These experiments aim to annotate the genome of Drosophila melanogaster.
PCR targets are selected based on existing evidence for predicted gene models. The latest ESTs, mRNAs and experimental data (if not already in Genbank) are collapsed into clusters, aligned, processed into multi-exon predicted transcripts, then classified into 3 main categories: known, novel, and partially novel. These categories are defined as follows:
1. Known: All introns are overlapped by EST or mRNA sequence
2. Partial: Some, but not all, introns are overlapped by EST or mRNA sequence
3. Novel: No introns are overlapped by EST or mRNA sequence
These categories may be further sub-categorized depending on whether the predicted intron/exon structure is supported, whether the overlapping ESTs are spliced, etc.
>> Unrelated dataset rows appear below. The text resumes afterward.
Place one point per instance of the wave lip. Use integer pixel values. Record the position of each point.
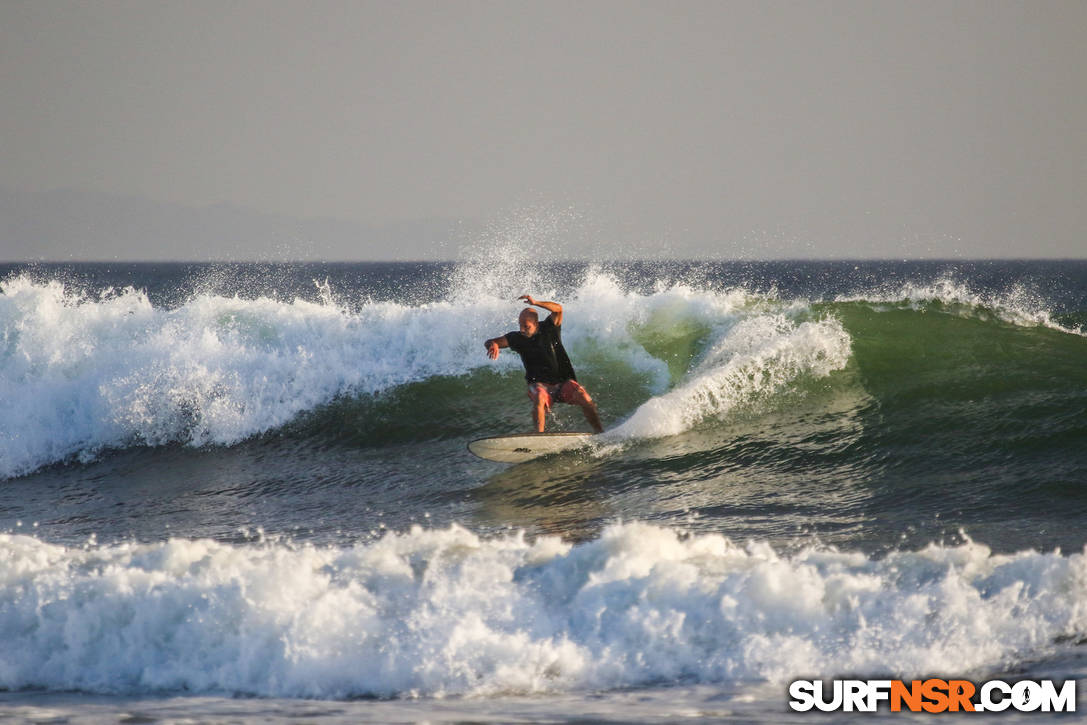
(756, 358)
(445, 612)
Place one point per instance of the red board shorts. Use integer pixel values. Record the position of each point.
(569, 392)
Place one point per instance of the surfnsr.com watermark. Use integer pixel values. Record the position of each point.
(933, 696)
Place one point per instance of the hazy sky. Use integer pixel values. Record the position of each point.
(756, 129)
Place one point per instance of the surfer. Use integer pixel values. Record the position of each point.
(548, 371)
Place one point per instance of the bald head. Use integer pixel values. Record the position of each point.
(528, 321)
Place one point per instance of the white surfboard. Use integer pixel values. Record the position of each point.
(521, 447)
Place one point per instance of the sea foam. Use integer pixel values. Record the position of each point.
(446, 612)
(80, 374)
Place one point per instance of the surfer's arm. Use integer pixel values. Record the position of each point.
(494, 345)
(553, 308)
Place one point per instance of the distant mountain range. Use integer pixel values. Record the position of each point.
(69, 225)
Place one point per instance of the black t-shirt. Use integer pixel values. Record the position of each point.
(542, 354)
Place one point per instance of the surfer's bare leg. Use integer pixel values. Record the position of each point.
(539, 415)
(575, 395)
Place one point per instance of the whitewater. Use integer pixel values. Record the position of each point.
(228, 488)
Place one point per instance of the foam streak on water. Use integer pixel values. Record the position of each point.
(446, 612)
(82, 374)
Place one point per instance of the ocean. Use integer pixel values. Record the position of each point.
(240, 492)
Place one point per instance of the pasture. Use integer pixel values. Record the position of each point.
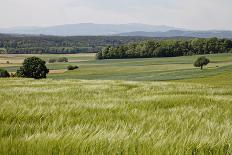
(115, 117)
(147, 69)
(118, 107)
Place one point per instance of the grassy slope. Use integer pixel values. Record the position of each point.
(128, 69)
(146, 69)
(116, 117)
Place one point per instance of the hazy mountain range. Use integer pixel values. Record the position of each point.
(133, 29)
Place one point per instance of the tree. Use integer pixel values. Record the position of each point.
(201, 61)
(33, 67)
(70, 67)
(4, 73)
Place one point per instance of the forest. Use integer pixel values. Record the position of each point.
(28, 44)
(166, 48)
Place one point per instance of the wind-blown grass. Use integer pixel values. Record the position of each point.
(114, 117)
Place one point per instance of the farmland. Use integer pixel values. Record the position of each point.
(149, 69)
(134, 106)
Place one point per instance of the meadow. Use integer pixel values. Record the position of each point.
(86, 112)
(147, 69)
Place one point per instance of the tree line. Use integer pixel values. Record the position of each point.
(26, 44)
(166, 48)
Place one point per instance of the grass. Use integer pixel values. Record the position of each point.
(188, 112)
(115, 117)
(150, 69)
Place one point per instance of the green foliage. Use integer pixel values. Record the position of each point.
(60, 45)
(33, 67)
(52, 60)
(201, 61)
(70, 67)
(62, 59)
(4, 73)
(166, 48)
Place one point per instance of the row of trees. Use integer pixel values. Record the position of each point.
(13, 44)
(166, 48)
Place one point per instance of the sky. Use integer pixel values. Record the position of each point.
(189, 14)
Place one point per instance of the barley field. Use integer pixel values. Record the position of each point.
(115, 117)
(134, 106)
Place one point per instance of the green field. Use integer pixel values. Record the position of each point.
(150, 69)
(134, 106)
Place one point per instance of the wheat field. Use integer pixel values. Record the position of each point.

PCR primers are designed to amplify regions of partially and totally novel predictions which have unverified introns.
In some cases, protein homology with other species is used to prioritize novel predictions for testing. An initial test set of completely novel predictions may have 35-75% homology to proteins of other Drosophila species, for example.
PCR products are amplified by reverse transcription using Superscript III (Invitrogen) followed by standard PCR with Phusion polymerase, from pools of RNA from Cherbas et al. Products were cycle sequenced using both F and R pcr primers performed either in-house by the standard ABI Big Dye version 3.1 protocol or outsourced. The resulting EST is aligned to the dm3/Release 5 Drosophila genome using GMAP. An EST is considered a hit if it results in a spliced alignment with over 90 percent identity that aligns to the same locus as it was designed for, or if it aligns to a locus in the genome that is not covered by any transcript in the experiment. Positive EST sequences are submitted to genbank.